Paging the results of REST API calls is a good opportunity to show recursion and how it differs from just using loops.

Recursion requires 3 things:

  • a stop condition (also called a base case)
  • an accumulator (some number or value which changes) which is used as input into the stop condition
  • a method which can be called with the accumulator

Here’s an example where the goal is to get REST resources from a HTTP API. We have a client which has a method get(int offset, int limit) which gets the resource from the API and returns a Java object representation of the response. Here’s how to use that client recursively:

public List<Object> getResources() {
    List<Object> resources = new ArrayList();
    return retrievePagedResource(resources, 0);
}

private List<Object> retrievePagedResource(List<Object> resources, int offset) {
    ResourceResponse response = client.get(offset, limit);
    resources.addAll(response.getItems());
    if (response.getTotal > limit + offset) {
        retrievePagedResource(resources, limit + offset);
    }    
}

Let’s see how the above implementation of paging satisfies the requirements for recursion. The stop condition is in the implicit else of the if statement - recursion will stop when total results are less than or equal to the limit plus offset. We use the combination of the limit and offset as the accumulator and we use it as an input in the stop condition. Because the original method takes no method arguments we need a second method which takes the accumulator as an argument. This second method can then be called from the original function with a default value, 0, indicating we want to start paging from the 0th item in the available resources.

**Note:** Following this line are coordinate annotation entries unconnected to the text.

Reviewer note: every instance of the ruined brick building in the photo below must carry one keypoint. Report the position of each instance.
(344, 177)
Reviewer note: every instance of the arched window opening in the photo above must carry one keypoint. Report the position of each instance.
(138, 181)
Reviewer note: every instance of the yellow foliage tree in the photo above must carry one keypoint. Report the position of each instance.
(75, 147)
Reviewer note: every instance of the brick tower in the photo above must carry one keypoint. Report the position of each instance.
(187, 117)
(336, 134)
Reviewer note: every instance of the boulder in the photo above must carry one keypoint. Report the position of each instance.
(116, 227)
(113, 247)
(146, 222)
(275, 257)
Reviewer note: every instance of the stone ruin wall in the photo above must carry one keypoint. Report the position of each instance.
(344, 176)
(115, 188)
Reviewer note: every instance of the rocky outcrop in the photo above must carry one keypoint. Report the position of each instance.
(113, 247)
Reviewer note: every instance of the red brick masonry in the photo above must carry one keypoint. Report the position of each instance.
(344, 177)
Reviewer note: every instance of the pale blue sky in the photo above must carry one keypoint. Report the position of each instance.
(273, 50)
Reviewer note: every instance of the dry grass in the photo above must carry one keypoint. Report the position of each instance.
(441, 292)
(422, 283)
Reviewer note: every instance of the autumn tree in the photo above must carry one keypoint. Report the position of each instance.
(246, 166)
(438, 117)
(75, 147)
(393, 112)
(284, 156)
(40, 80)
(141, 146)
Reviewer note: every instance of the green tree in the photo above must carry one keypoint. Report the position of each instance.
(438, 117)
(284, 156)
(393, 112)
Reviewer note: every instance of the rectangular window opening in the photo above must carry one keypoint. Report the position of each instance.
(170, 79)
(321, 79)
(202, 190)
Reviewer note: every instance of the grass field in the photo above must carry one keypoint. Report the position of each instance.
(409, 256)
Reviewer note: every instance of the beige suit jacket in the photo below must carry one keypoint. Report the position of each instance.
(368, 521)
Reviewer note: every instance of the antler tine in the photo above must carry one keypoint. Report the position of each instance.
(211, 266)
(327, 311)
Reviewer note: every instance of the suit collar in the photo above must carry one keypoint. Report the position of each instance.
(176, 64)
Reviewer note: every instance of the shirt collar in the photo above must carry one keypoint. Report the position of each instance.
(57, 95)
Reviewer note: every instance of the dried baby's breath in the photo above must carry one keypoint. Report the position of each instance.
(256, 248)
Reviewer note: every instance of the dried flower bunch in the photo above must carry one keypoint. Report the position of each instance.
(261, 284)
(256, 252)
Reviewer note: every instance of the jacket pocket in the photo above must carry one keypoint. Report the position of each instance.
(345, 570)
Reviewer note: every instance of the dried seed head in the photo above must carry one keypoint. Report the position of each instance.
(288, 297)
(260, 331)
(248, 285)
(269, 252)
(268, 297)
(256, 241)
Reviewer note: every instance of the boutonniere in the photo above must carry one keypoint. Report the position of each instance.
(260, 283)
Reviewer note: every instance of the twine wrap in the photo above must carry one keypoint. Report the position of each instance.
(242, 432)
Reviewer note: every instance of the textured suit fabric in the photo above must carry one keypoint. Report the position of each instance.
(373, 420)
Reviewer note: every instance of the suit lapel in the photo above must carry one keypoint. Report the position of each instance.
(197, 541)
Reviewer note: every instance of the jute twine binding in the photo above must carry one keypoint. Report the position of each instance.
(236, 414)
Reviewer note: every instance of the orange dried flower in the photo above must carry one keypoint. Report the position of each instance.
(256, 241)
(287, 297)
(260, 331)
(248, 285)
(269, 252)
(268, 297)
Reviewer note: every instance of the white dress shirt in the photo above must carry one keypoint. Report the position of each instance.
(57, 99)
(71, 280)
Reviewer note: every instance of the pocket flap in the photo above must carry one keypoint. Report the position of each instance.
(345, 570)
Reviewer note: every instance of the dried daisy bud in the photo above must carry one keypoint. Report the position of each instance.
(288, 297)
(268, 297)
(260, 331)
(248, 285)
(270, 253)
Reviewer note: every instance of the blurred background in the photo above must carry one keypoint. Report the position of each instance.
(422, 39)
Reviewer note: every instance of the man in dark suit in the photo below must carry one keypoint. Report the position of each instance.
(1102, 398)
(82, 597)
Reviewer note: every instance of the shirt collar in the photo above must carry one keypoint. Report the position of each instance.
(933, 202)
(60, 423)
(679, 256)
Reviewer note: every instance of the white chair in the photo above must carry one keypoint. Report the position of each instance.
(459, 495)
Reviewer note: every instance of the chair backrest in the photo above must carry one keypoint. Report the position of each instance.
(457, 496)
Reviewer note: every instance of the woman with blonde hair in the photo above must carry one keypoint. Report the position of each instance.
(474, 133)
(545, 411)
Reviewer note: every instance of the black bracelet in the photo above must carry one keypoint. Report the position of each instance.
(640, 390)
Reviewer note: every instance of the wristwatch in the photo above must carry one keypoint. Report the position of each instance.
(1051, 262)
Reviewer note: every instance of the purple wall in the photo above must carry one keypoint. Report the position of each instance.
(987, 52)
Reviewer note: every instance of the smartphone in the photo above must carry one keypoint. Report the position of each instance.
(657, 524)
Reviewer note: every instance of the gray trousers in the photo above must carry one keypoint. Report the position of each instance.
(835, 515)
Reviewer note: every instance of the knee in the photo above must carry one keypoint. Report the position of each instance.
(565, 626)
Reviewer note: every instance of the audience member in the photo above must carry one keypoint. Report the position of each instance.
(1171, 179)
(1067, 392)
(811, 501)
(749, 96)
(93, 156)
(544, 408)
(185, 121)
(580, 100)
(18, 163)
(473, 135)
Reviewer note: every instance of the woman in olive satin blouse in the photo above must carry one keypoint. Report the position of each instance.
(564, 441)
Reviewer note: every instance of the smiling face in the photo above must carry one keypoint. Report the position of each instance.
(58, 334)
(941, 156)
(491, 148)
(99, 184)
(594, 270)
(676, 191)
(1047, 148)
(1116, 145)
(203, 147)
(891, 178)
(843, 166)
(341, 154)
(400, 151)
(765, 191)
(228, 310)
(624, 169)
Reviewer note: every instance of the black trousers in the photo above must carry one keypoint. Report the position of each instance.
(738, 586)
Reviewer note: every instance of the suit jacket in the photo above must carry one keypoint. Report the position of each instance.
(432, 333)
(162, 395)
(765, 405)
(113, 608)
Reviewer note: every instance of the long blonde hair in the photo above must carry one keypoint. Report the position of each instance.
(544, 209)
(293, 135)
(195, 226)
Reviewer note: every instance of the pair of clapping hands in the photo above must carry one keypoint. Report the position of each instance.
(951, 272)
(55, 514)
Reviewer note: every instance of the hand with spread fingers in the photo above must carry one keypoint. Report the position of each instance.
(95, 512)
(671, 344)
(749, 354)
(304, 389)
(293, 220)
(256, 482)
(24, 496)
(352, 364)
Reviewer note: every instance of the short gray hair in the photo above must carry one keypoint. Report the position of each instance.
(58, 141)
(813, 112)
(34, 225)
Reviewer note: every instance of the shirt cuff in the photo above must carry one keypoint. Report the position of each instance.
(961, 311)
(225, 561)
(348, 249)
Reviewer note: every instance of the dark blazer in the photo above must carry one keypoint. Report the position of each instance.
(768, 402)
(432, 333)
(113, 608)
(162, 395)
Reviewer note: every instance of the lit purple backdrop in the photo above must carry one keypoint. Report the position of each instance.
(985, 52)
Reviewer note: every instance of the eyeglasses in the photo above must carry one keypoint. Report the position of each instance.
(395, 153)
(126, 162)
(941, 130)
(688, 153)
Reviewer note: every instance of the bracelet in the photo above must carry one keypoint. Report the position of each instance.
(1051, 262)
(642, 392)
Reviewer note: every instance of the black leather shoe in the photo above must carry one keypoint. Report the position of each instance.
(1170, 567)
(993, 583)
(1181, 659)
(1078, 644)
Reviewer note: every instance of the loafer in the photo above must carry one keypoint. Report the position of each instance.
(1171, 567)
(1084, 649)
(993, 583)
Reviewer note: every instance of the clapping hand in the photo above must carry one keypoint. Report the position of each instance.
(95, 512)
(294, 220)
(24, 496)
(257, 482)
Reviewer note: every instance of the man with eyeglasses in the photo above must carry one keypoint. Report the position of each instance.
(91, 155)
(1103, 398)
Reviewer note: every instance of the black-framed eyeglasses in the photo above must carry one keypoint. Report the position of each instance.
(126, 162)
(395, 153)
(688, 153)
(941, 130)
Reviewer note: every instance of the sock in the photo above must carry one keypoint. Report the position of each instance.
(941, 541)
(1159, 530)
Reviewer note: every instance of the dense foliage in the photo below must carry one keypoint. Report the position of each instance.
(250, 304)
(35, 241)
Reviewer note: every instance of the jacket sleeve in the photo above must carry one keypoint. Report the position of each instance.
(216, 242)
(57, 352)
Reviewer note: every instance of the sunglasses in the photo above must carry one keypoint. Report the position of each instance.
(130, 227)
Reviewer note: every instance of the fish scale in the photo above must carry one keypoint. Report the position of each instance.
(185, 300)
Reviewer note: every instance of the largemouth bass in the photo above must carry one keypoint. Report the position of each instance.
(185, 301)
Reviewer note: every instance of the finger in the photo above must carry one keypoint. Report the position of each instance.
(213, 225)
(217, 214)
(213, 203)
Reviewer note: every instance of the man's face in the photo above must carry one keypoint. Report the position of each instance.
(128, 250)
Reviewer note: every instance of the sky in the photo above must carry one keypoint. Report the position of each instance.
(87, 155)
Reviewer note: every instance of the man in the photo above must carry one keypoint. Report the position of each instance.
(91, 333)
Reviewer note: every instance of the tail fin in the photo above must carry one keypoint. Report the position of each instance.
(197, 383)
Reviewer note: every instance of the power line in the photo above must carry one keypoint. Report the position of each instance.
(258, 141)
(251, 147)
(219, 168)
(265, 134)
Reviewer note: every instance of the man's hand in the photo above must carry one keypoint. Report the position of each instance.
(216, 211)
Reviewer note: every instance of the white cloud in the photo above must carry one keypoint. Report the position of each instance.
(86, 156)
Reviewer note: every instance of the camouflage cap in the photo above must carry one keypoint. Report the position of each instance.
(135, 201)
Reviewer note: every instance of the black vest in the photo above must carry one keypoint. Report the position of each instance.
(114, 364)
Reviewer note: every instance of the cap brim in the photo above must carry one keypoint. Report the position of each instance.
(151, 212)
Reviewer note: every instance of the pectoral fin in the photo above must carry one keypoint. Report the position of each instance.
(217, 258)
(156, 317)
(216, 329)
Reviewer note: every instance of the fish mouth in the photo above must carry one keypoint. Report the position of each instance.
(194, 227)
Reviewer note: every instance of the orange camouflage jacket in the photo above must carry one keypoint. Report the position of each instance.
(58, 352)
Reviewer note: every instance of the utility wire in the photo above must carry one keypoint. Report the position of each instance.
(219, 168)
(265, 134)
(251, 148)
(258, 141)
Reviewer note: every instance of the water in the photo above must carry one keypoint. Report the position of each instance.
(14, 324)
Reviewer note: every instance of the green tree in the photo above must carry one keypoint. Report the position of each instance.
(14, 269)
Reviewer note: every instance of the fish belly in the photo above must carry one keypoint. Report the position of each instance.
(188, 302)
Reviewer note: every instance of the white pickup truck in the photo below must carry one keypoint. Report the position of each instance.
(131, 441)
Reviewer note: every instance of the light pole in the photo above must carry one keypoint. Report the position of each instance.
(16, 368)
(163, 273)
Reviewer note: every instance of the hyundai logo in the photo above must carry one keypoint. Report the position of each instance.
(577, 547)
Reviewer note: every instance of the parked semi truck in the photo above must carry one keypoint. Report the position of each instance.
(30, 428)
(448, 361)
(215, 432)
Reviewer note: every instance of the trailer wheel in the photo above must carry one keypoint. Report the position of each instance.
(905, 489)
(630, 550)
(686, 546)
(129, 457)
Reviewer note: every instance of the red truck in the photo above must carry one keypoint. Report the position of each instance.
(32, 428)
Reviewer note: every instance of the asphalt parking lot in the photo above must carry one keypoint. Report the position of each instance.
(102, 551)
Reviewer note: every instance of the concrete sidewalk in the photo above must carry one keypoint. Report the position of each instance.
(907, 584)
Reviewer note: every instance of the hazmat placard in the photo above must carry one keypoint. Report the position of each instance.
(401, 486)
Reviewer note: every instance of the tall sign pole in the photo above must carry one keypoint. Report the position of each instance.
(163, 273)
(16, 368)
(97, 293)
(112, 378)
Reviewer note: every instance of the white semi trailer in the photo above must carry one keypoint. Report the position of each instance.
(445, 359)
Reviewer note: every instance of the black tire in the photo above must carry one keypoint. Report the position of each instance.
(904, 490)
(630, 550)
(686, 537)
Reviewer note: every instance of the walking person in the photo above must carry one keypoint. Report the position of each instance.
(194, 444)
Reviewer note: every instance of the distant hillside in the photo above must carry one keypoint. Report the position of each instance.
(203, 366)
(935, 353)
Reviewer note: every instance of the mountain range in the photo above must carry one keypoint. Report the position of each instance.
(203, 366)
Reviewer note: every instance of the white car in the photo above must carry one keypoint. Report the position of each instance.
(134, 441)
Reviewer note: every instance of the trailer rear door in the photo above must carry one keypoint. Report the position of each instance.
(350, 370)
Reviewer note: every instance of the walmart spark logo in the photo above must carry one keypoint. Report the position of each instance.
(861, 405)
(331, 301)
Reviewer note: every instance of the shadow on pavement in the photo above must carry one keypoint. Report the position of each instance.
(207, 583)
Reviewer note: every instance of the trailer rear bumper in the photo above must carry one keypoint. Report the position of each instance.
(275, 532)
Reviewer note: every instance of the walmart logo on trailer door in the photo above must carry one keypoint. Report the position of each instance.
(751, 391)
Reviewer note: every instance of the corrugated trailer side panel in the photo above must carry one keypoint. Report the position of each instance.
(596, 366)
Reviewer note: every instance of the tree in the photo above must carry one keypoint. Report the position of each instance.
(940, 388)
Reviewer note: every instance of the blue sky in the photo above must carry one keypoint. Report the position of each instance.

Using loops, this same example would look like:

public List<Object> getResources() {
    int limit = 50;
    int offset = 0;
    int totalResults;
    List<Object> resources = new ArrayList();
    ResourceResponse response = client.get(offset, limit);
    resources.addAll(response.getItems());
    totalResults = response.getTotal;
    while (totalResults > limit + offset) {
        offset = offset + limit;
        ResourceResponse response = client.get(offset, limit);
        resources.addAll(response.getItems());
    }
    return resources;
}

There are some clear differences - the loop implementation relies heavily on modifying variables and so since the variables are always changing it’s harder to reason about. The recursive example can be made purer by not adding items to an existing list but creating a new list every time which is concatenated with another list.

When paging, be wary of storing every object in-memory, in case there’s a lot of objects. If you are filtering the returned list, it is best to filter as each page comes in rather than gather a huge list and filter after everything has been returned.